Now, the House needs to take hold of the baton and deliver on Washington’s promise to upgrade and strengthen the nation’s infrastructure. Lawmakers in the House needs to build on the solid foundation laid by the Senate to prioritize cybersecurity’s critical role in the future of the nation’s infrastructure.
The Infrastructure and Investment and Jobs Act provides a significant cybersecurity focused investment, a much-needed whole of government approach to applying that investment, and a clear emphasis on support for the cybersecurity requirements of state and local governments.
Cybersecurity needs to remain front and center in Congress for the foreseeable future. The Senate set the example. The technology industry is asking the House to do the same and protect the nation’s physical and digital infrastructure.
Key elements in the Infrastructure Investment and Jobs Act that need to be part of any legislation coming out of the House include:
Cybersecurity must be a core part of federal infrastructure modernization efforts.
As Congress and the White House negotiate an infrastructure package, this once-in-a-generation federal investment must include significant funding to ensure that our nation’s infrastructure is resilient to all potential harms, including cyber threats. It should contain legislative provisions that will secure our connected critical infrastructure, enable robust interoperability, and ensure our society's backbone can safely support technological advances.
Investing in the resilience of U.S. infrastructure and protecting our systems from foreign and domestic cyber threats supports American infrastructure, American jobs, and national security all at once.
Funded projects or programs must incorporate baseline cybersecurity protections.
Public entities and critical infrastructure owners receiving funding from an infrastructure package should be made to conduct a cybersecurity risk assessment against the National Institute of Standards and Technology (NIST) Framework for Improving Critical Infrastructure Cybersecurity. All projects need to identify any gaps between current cybersecurity posture and an improved posture based on the assessment. The results of the risk assessment should be used to develop a remediation plan to close identified gaps, including by deploying fundamental risk-based vulnerability management practices.Bottom line: Any public or private entity that secures funding needs to implement the cybersecurity protections outlined by Deputy National Security Advisor for Cyber and Emerging Technology Anne Neuberger in her June 2 memo.
State and local governments need cybersecurity grant programs.

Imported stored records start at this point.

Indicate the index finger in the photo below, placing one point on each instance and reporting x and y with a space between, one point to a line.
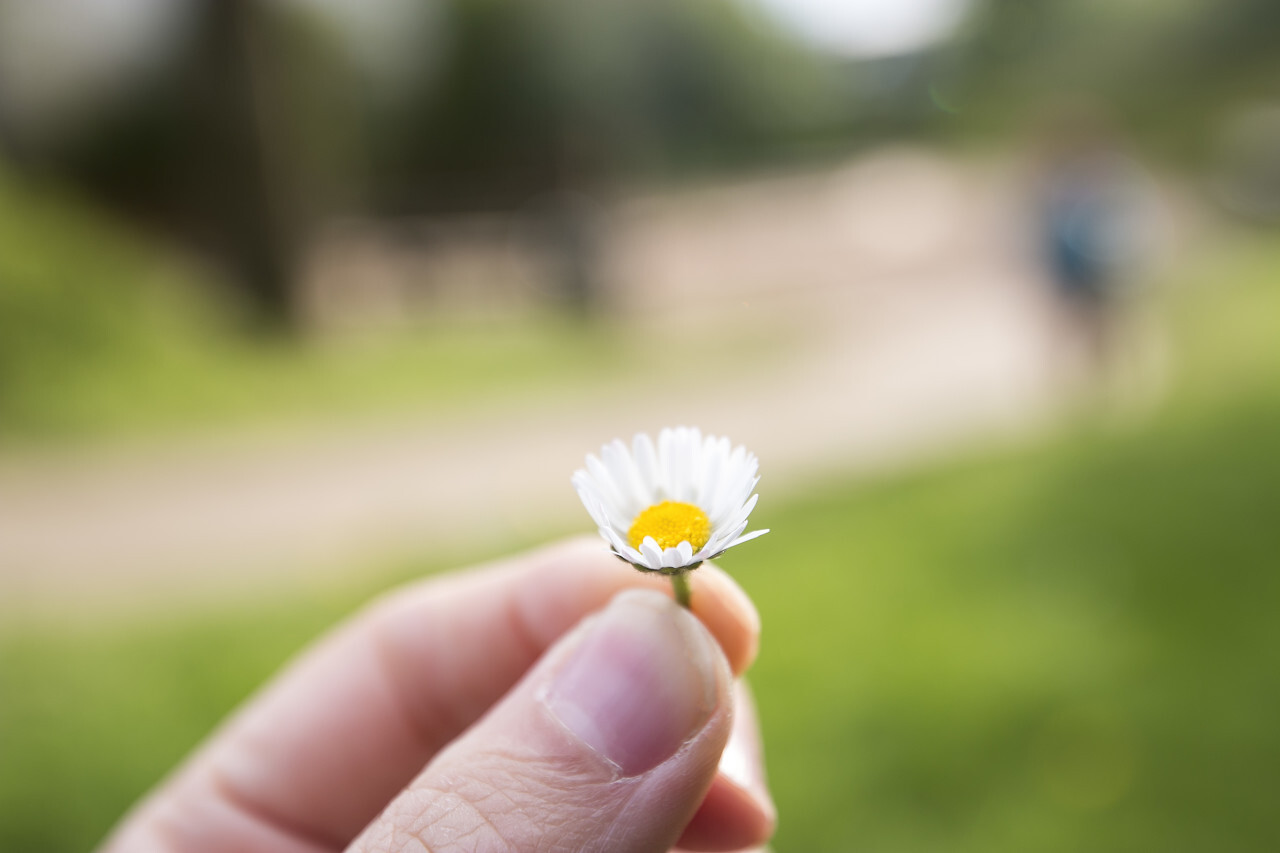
315 756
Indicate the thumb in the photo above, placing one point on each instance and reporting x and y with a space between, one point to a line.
609 743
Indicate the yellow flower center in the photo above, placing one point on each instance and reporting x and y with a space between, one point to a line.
671 523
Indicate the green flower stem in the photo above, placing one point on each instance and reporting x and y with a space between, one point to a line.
680 583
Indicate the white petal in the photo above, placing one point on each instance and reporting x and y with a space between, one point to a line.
652 552
748 537
647 466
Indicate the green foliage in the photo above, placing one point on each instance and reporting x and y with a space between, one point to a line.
1068 646
105 336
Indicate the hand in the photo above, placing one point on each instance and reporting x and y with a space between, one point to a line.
492 711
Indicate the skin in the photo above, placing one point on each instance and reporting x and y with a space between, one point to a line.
424 724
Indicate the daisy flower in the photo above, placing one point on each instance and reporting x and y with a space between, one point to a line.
670 506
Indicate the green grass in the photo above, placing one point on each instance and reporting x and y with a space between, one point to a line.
106 336
1065 646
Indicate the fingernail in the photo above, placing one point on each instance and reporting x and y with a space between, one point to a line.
640 683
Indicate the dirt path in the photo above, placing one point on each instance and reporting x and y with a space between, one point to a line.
923 329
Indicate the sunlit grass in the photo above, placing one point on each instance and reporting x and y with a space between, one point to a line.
1064 646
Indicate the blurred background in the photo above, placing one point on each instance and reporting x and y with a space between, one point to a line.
302 299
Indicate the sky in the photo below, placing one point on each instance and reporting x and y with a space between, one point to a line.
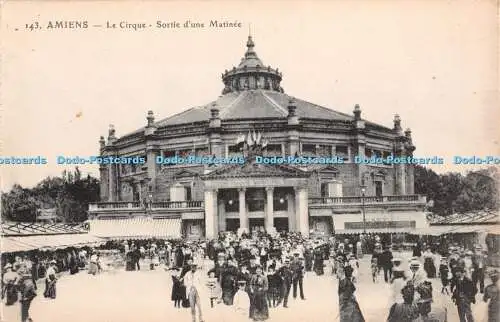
435 63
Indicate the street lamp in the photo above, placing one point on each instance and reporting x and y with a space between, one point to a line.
363 190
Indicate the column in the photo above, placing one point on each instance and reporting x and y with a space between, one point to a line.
302 210
112 182
151 163
269 219
221 215
334 188
400 177
210 214
243 211
291 212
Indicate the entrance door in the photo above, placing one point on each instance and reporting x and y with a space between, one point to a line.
232 224
256 224
281 224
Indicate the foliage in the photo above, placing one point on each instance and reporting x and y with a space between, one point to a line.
455 193
69 194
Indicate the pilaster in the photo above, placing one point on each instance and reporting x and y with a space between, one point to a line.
302 211
244 222
269 219
210 214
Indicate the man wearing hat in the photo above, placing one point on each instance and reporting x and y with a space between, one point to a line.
9 285
398 281
287 276
192 281
385 261
417 274
50 281
478 264
242 300
492 293
464 292
297 267
445 275
429 312
28 293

To provide necessary resilience across all communities, there must be cybersecurity grant programs for state and local governments. While Rep. Yvette Clarke (D-NY) has introduced the bipartisan State and Local Cybersecurity Improvement Act (H.R. 3138), which provides a potential model for such a grant program, the Senate’s infrastructure bill is more comprehensive and allocates $1 billion more in funding.
In addition to important elements in the Senate’s bill, the House has an opportunity to expand the federal government’s approach to making cybersecurity a top priority. The most significant opportunities focus on emerging technologies such as artificial intelligence and machine learning, the creation of a federal Software Bill of Materials, and a greater investment in training the cybersecurity workforce the nation needs.

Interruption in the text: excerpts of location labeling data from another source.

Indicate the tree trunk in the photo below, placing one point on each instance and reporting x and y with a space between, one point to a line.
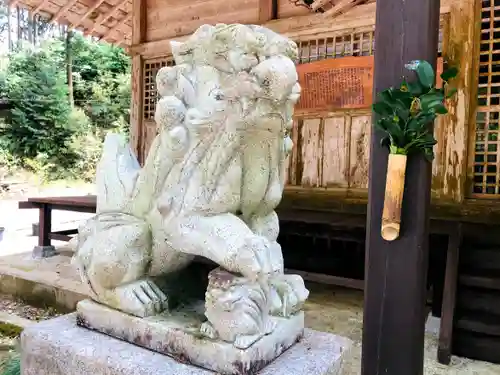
30 27
9 30
19 28
69 65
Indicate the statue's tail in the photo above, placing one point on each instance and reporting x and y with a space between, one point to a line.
116 175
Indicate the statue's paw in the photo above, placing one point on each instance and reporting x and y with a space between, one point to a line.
256 258
288 294
269 326
244 342
141 298
208 330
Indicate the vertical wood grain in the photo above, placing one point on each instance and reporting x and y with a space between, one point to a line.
296 173
311 153
359 151
137 99
136 107
335 152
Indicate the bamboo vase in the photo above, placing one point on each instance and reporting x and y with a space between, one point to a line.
394 189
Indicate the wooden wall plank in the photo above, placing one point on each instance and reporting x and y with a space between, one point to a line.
311 152
136 106
287 9
296 156
359 151
137 99
149 132
166 20
336 152
268 10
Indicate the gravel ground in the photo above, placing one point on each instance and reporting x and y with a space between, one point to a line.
340 311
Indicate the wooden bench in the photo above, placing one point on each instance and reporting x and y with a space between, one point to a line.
46 205
446 295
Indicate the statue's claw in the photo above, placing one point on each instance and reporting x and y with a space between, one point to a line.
141 298
288 294
256 258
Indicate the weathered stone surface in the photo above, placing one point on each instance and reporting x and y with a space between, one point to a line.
177 334
209 185
40 252
59 347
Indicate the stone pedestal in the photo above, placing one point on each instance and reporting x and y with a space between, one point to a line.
60 347
177 334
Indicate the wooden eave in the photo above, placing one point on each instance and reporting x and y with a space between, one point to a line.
108 20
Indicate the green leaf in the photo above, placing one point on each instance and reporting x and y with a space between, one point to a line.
385 141
415 88
382 108
441 109
396 133
449 74
425 74
452 91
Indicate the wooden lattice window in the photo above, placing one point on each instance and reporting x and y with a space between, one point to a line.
352 44
151 68
486 151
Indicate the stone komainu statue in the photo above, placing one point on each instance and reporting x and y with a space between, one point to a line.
209 186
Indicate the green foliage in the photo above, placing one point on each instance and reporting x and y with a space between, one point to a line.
404 113
12 365
38 121
43 132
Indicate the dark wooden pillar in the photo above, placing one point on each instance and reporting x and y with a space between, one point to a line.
395 280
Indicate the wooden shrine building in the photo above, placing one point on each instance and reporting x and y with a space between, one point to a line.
327 176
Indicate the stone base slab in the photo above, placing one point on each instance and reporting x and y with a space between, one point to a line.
59 347
40 252
177 334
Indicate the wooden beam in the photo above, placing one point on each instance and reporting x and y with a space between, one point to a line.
13 3
396 271
62 11
319 4
116 26
96 5
136 110
102 18
40 6
138 21
449 295
342 7
268 10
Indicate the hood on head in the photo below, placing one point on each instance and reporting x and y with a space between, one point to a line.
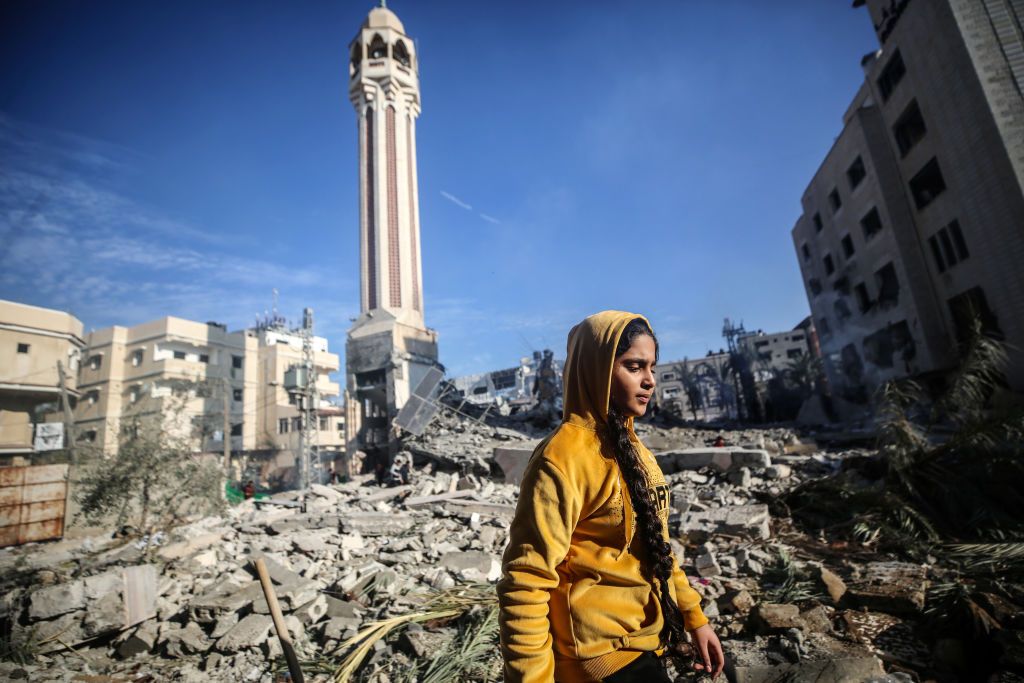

AI and machine learning are vital to creating new powerful cybersecurity tools for governments and businesses. Congress needs to support the deployment of emerging technologies and professional services to prevent and respond to cyberattacks. Legislation should support the use of vulnerability management, intrusion detection and endpoint security tools.
There is also a need for a Software Bill of Materials (SBOM), which can be an effective means for improving the integrity and security for software enabling the critical connected infrastructure supported under President Biden’s Executive Order (EO) 14028 on Improving the Nation’s Cybersecurity.

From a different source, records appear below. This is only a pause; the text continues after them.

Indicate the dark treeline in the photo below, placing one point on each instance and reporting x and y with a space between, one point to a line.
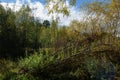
19 32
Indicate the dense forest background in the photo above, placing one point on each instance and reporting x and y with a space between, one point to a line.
84 50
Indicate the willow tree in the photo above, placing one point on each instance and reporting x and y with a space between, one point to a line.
107 13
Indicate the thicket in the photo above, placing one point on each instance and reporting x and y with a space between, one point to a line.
84 50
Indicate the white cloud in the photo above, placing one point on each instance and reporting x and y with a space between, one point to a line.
40 11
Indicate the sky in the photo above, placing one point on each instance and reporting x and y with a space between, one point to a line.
41 13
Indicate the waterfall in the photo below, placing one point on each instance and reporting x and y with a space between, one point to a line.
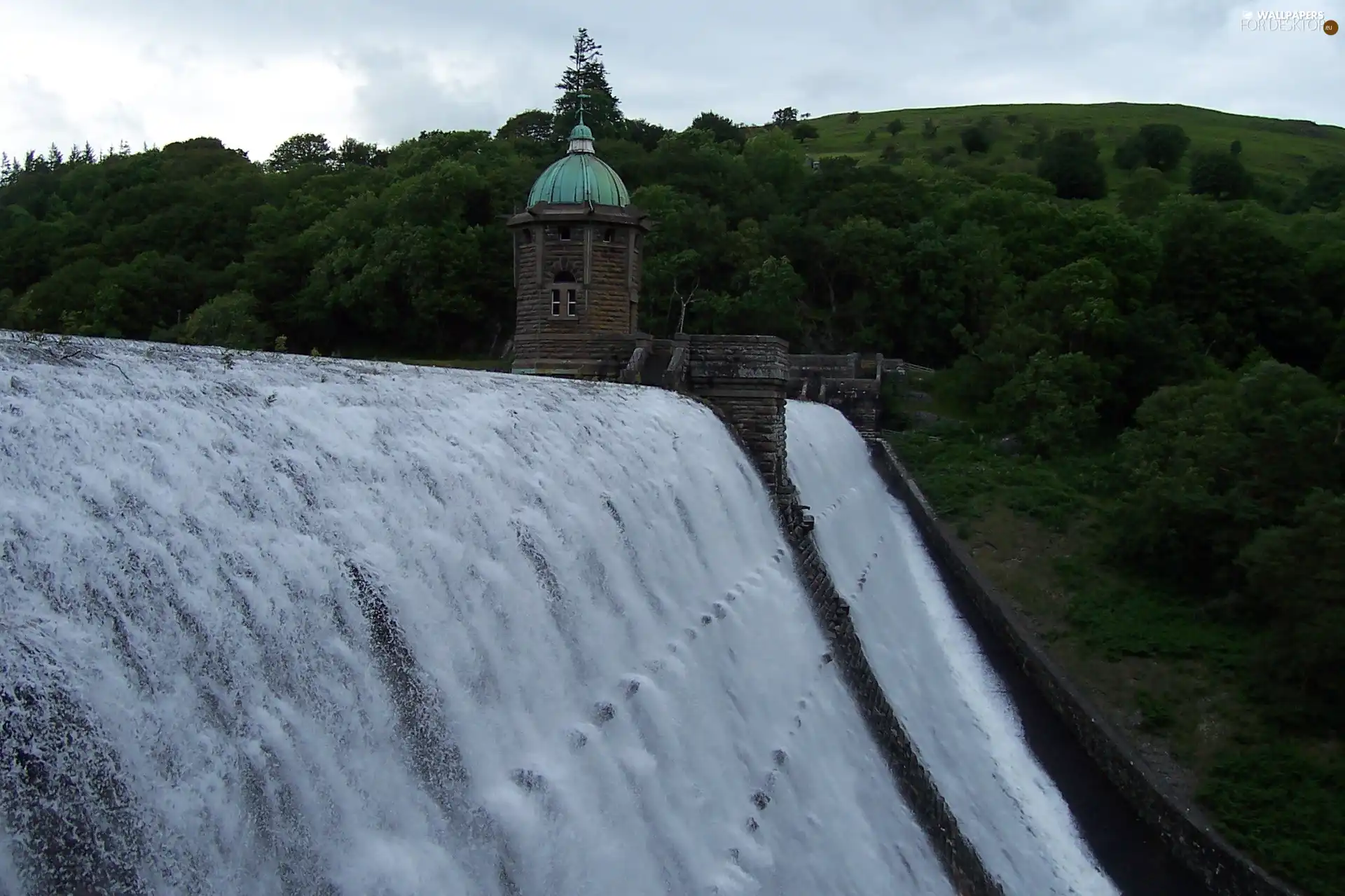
927 661
283 626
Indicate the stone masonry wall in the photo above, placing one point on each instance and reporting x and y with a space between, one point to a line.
957 855
857 400
1182 830
574 352
744 378
842 366
605 266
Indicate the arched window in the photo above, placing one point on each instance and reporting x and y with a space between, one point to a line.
564 295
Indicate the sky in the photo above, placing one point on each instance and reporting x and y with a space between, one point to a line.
257 71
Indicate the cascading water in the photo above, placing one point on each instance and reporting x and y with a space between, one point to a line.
927 661
277 626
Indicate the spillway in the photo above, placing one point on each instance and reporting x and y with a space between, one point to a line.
279 626
927 661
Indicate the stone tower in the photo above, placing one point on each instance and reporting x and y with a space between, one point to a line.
577 267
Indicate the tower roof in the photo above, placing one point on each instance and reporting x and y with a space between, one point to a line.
580 177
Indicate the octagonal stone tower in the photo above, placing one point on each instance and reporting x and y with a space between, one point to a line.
577 268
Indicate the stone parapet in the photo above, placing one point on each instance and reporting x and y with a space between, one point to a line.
1182 830
752 358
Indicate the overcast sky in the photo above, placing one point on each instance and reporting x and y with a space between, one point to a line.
256 71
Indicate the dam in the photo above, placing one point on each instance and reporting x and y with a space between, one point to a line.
282 625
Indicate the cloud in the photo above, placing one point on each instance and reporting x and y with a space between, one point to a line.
256 71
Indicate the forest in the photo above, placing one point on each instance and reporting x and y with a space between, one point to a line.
1161 312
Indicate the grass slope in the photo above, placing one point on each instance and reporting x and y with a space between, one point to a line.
1276 151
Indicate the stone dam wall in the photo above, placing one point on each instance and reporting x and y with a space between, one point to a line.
957 855
1185 834
744 381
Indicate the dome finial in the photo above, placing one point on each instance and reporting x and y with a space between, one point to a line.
581 137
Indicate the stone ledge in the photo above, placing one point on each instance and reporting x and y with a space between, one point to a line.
1182 830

And finally, the U.S. must invest in the cyber workforce to ensure government agencies and businesses have the skilled workers needed to protect the U.S. The nation is expected to face a shortage of 1.8 million skilled cybersecurity workers by 2022, making educating the next generation of cybersecurity professionals imperative to our future national and economic security.
It is critical that the federal government continue to invest in cybersecurity training for government employees, while also seeking creative ways to fill ongoing gaps in the cyber workforce.
The Senate’s Infrastructure Investment and Jobs Act aims to strengthen the nation’s cybersecurity defenses and protect both governments and businesses. The House needs to follow the Senate’s lead and pass the bill or deliver legislation that goes even further.
David Logsdon is a senior director at CompTIA responsible for the Federal Procurement Council and Federal Cybersecurity Committee.